If you have ever interacted with an API service, you may have encountered a limit on the number of requests you can make within a specific timeframe. If you exceed that limit, the API service prevents you from making any other requests during the time period.
While rate limits may seem annoying at first glance, they are essential to guarantee the service's performance, ensure the quality of your code, and improve the overall customer experience. The fact is that being forced to meet rate limits forces you to optimize your coding and caching strategies. This results in lighter, faster websites that convert better.
Furthermore, rate limits keep you (and others) safe. Like a speed camera, a rate limiter keeps you from driving too fast. Streets are multi-tenant environments. The speed camera controls not only your speed, but also the speed of others on the same street, protecting you from accidents caused by other drivers.
Respecting the limits.
A rate limit is typically applied to requests based on the IP addresses they are coming from, and the time between each request. The API service returns a 429 status code if the same IP address makes too many requests in a short period of time.
In order to help you control your speed, each API response should include specific headers with information such as the maximum number of requests allowed in the time window, the total duration of the time window, and the number of allowed requests remaining in the current time window (which is zero in case of HTTP 429 errors). Using the same analogy as before, if the speed camera is the rate limiter, then those headers are your tachometer.
In an ideal scenario, your code would dynamically adjust its request rate based on the headers in order to avoid being blocked by rate limits. In an asynchronous job, the headers could be used to calculate how much delay to introduce between subsequent requests, so that it never exceeds the request rate limit. There are, however, some circumstances in which this approach cannot be applied.
You certainly don't want to introduce any delays in responding to page requests if your site receives a lot of traffic. In fact, you should serve as much traffic as you can and absorb any spikes without worrying about any rate limit.
To achieve that, it is often sufficient to avoid unnecessary API requests and use a wise caching strategy.
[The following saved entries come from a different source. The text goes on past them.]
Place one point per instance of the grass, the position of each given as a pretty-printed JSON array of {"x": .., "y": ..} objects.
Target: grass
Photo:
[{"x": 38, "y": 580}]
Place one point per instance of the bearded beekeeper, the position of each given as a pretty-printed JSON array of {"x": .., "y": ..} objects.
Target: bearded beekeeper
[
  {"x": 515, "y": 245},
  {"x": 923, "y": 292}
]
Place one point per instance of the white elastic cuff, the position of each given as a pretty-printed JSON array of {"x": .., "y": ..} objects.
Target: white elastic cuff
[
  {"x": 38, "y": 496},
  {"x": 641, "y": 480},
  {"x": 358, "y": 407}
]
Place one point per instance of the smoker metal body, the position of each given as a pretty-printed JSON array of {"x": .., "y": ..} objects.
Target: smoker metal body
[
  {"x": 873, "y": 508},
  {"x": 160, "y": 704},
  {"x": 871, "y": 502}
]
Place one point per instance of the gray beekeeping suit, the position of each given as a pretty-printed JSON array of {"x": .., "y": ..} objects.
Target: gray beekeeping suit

During the validity period of your API access token, for example, you don't need to request a new access token before each request. You should instead store the token locally and obtain a new token only once it expires.
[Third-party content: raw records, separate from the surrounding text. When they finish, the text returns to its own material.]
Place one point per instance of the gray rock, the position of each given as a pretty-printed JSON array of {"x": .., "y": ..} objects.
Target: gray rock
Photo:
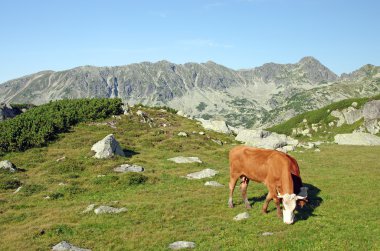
[
  {"x": 182, "y": 134},
  {"x": 65, "y": 246},
  {"x": 338, "y": 114},
  {"x": 109, "y": 210},
  {"x": 351, "y": 115},
  {"x": 217, "y": 141},
  {"x": 372, "y": 126},
  {"x": 206, "y": 173},
  {"x": 371, "y": 110},
  {"x": 363, "y": 139},
  {"x": 182, "y": 160},
  {"x": 18, "y": 189},
  {"x": 215, "y": 125},
  {"x": 267, "y": 234},
  {"x": 107, "y": 148},
  {"x": 181, "y": 245},
  {"x": 89, "y": 208},
  {"x": 8, "y": 166},
  {"x": 241, "y": 216},
  {"x": 129, "y": 168},
  {"x": 7, "y": 112},
  {"x": 213, "y": 184}
]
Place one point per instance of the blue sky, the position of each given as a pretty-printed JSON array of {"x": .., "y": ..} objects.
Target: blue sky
[{"x": 61, "y": 34}]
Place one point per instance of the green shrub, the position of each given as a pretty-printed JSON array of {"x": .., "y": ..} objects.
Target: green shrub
[{"x": 41, "y": 124}]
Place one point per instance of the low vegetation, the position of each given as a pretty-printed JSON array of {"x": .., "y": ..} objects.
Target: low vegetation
[
  {"x": 39, "y": 125},
  {"x": 164, "y": 207},
  {"x": 322, "y": 117}
]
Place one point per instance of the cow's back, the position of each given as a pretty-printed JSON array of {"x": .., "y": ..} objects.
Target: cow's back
[{"x": 258, "y": 164}]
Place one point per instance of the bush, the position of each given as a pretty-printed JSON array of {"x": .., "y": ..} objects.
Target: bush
[{"x": 39, "y": 125}]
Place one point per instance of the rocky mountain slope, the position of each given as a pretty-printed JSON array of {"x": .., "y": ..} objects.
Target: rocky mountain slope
[{"x": 261, "y": 96}]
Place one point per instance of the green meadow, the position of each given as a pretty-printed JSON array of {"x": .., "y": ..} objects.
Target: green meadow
[{"x": 164, "y": 207}]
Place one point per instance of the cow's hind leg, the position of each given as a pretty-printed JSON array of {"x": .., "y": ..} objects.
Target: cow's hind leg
[
  {"x": 232, "y": 184},
  {"x": 243, "y": 188}
]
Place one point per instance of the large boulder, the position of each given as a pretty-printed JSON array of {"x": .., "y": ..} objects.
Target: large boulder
[
  {"x": 338, "y": 114},
  {"x": 215, "y": 125},
  {"x": 371, "y": 110},
  {"x": 107, "y": 148},
  {"x": 8, "y": 166},
  {"x": 358, "y": 138}
]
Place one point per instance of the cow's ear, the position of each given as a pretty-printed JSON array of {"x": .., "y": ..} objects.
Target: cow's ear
[{"x": 301, "y": 197}]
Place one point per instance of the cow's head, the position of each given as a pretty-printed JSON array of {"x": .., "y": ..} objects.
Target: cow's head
[{"x": 289, "y": 204}]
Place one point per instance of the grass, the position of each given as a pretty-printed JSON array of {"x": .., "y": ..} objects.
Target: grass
[
  {"x": 163, "y": 207},
  {"x": 322, "y": 117}
]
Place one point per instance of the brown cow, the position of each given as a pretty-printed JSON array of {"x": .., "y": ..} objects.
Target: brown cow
[{"x": 277, "y": 170}]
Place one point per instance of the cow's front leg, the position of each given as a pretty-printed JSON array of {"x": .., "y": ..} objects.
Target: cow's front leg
[
  {"x": 266, "y": 203},
  {"x": 279, "y": 211},
  {"x": 232, "y": 184},
  {"x": 243, "y": 188}
]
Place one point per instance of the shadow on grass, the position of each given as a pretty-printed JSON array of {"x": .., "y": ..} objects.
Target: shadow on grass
[
  {"x": 314, "y": 201},
  {"x": 129, "y": 153}
]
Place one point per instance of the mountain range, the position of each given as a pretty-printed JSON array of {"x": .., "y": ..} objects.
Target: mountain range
[{"x": 257, "y": 97}]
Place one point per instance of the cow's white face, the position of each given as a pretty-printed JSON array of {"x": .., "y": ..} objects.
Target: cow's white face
[{"x": 289, "y": 203}]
An example specific to ecommerce websites is the management of shopping carts. There is no need to create and fetch an empty shopping cart from your commerce API at the beginning of a user session. You can instead hardcode a "zero" counter for the number of items in the cart and only create the cart when the first item is added.
The list of examples and use cases could go on and on. In general, the purpose of rate limits is to ensure the quality of service without impacting your business, and all you have to do is follow some best practices that are also beneficial to the performance of your own website and code. By improving your cache's hit rate, you would also reduce the number of API requests, lowering your cost if you're charged per request.
Requests aren't all the same
A different rate limit can be applied to different API calls based on the types of requests you send. A REST API, for example, can limit requests based on the request method. Since GET requests are much more cacheable than POST or PUT requests, the API service can allow higher rate limits on those requests or remove the limits altogether.
Rate limiting can also be heavily influenced by whether the request is handled by the server or the client. As rate limits are typically calculated by IP address, server-side requests (same IP address) may reach the limit while the same volume of client-side requests (different IP addresses) may not. Therefore, the API service should be able to provide different rates for server-side and client-side applications.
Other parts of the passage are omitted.